The story used to terrify Carla. Now she thought it was beautiful and comforting.
She lay in bed and said nothing. They put food in front of her and she watched it gel. She turned off the television and the air conditioner and returned to bed. She felt sweat grow out of her skin and drip down into the sheets. She hoped the heat would make germs breed faster in her lungs.

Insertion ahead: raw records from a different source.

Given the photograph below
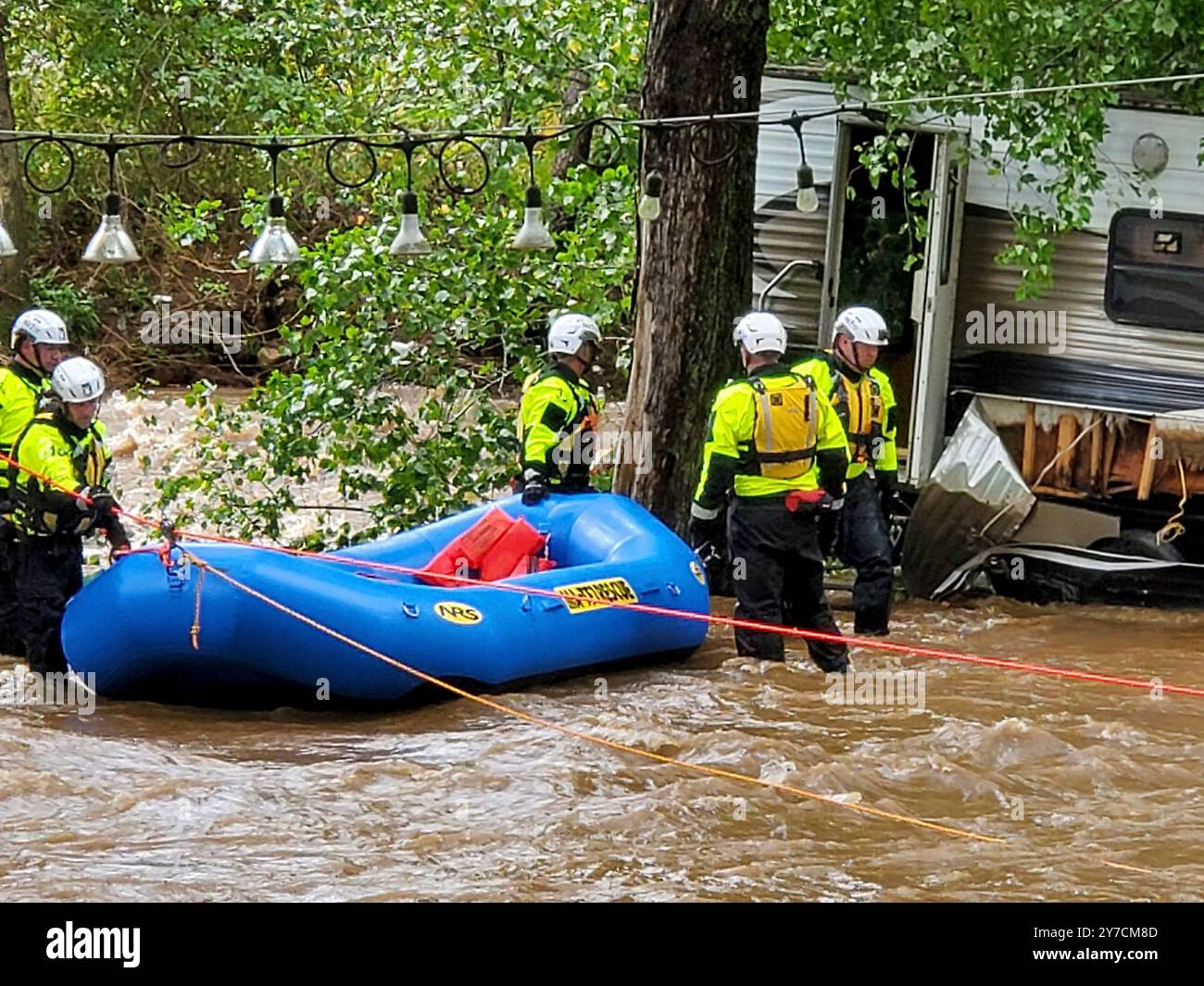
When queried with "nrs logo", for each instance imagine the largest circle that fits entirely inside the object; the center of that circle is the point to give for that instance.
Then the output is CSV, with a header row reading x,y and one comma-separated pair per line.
x,y
458,613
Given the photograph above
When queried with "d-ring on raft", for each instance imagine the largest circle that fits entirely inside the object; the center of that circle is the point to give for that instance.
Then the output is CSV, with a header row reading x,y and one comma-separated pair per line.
x,y
132,624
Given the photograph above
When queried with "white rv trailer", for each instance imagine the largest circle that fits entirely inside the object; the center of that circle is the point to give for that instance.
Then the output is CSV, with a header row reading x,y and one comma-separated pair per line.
x,y
1115,347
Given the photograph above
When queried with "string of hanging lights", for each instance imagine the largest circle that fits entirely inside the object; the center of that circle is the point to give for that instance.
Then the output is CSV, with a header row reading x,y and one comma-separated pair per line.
x,y
276,245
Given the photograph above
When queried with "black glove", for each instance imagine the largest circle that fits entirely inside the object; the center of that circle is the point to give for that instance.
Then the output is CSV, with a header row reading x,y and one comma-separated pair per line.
x,y
119,541
103,505
533,492
894,505
830,505
706,536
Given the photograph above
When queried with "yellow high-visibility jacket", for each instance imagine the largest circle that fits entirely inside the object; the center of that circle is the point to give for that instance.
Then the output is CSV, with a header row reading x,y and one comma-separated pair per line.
x,y
558,409
70,457
770,433
20,389
867,408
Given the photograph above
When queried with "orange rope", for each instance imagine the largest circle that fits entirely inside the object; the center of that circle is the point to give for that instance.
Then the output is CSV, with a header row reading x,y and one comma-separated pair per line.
x,y
577,733
718,772
785,631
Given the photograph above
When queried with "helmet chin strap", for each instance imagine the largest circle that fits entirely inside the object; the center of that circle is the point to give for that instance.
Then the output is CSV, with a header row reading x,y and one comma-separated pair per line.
x,y
849,360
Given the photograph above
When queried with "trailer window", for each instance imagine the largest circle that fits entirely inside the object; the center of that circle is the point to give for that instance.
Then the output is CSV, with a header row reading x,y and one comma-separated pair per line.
x,y
1156,269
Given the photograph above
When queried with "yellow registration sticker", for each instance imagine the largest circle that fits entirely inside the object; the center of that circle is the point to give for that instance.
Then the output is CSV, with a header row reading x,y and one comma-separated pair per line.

She looked at the mahogany dresser inherited from her grandmother, dark and sulking in the corner. Her eyes skied down the curling sweep of her green drapes, noticing dirt and stains she hadn’t before but that now seemed glaring. These were going to be the last things she would see in life. The television, the screen gray and hostile, stood at the foot of the bed like an overheated, sleepy dog. There was a scratch on its wood paneling, a gash caused by the yuppie who had thrown it out believing the set was broken. In fact, it required only an eighty-nine-cent fuse that Manny promptly bought and installed. He gloated about the ignorance of the rich college graduate. For months Manny dragged friends home to show them the set and tell the story. “He throws it into the garbage room. I tell him, ‘Don’t you want to have a repairman look at it? Maybe it can be fixed?’ He says, ‘No, I know about these things. Once they’re broken, costs as much to fix them as it does to buy a new one. And they’re never right again.’ ” Manny would then turn it on and gesture, laughing with his dark mouth, at the television’s perfect image.
Beyond the television, on the wall, there was a painting she had bought as a young unmarried working girl during a walk through the Washington Square Art Show years ago, before she had met Manny. A funny old man had a stall on the corner of Tenth and University Place jammed with pictures he had made of the neighborhood. The one Carla bought was a painting of the outside of the Grand Tichino restaurant on a lively summer evening, the street busy with tourists going by. What she liked about it was the old lady leaning on the windowsill in the tenement above the restaurant. The old woman didn’t look anything like her grandmother but it reminded Carla of her anyway. Since her grandma had died only a few months before, she bought the painting, although it cost fifty dollars, a huge sum to her then. She hadn’t looked closely at the painting for years. Since the crash, with the television always on, she had given it no more than a glance. She was interested in it now because of the association with her grandmother. Her mind wanted to go back to people who had died, people she was used to forgetting.
In the dark hot room she studied the painting. It was the only thing in the apartment that she had really bought and picked out all by herself. Everything else was handed down or salvaged by Manny.
She decided she didn’t like it anymore. The colors looked too bright; and the old woman was leaning out too far forward from the window. She seemed eager to see what was happening below. Carla’s grandma used to lean on the window ledge as if she never planned to move from that spot. She wasn’t curious about what was below, although she looked down. She had stopped there to rest, to be away from the complaints and duties inside, to be — Carla understood suddenly — alone. The ledge was as alone as she could be.